Being Broken Makes Me Whole


Get rid of the stuff that's weighing me down.

Sometimes, that 'stuff' is beliefs that have outlived their usefulness.



I spent most of my childhood fighting a feeling of being broken. As a teenager, I was broken a majority of the time, and became convinced that I needed fixing. In my twenties, I was pretty sure I'd smoothed over all the broken spots and was healthy and ready for adulthood.

Throughout all of it, I thought of broken as a weakness to be hardened, avoided, fixed, overcome. It was never something I was willing to accept as a part of life.

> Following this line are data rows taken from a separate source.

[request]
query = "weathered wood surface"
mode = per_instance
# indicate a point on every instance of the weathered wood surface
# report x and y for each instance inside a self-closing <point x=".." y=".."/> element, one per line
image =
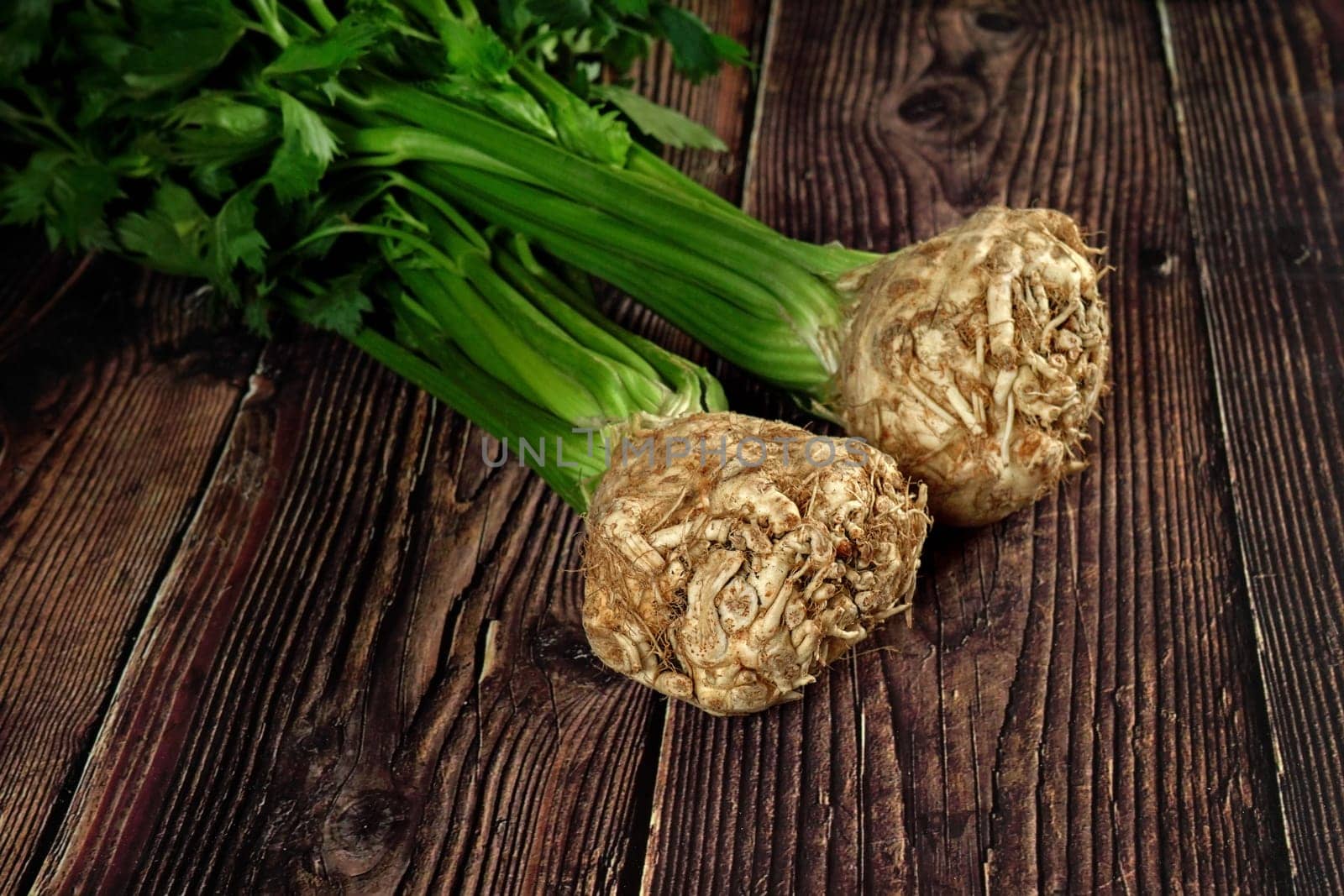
<point x="1257" y="89"/>
<point x="1077" y="705"/>
<point x="266" y="621"/>
<point x="112" y="411"/>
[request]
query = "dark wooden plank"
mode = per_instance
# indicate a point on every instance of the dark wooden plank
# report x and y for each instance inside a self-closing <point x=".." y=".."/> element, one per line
<point x="111" y="416"/>
<point x="366" y="668"/>
<point x="1077" y="705"/>
<point x="1258" y="92"/>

Just recently, I've started looking at my brokenness in a new way. Being fragile and vulnerable to cracking makes me open to possibilities. When I am willing to hurt, that allows me to feel more freely, to be more honest, to examine and discard old beliefs that no longer serve me.

Imagine a hollow ceramic ball with a clean white glaze. There is a light inside, perfectly preserved. It won't be changed by any external force, because it's completely enclosed.
These are the beliefs we hold – the ones we develop over time, that have been proven out by our experiences. We don't need to reexamine these beliefs because they've been comfortably contained. They've become part of us.

It's not until the ball is cracked and light shines through that we have the opportunity to examine the beliefs we took on long before, and haven't thought about since. On top of that, we are vulnerable to the things outside that sphere - we have the chance to live new ideas and new ways of looking at the world.

Change is hard. By it's nature, it creates cracks in what we were in order to make room for what we're becoming.

Suddenly, being broken and fragile are no longer things I need to overcome. My ceramic fortress has become an eggshell – a way to be reborn, repeatedly, into a greater and fuller life.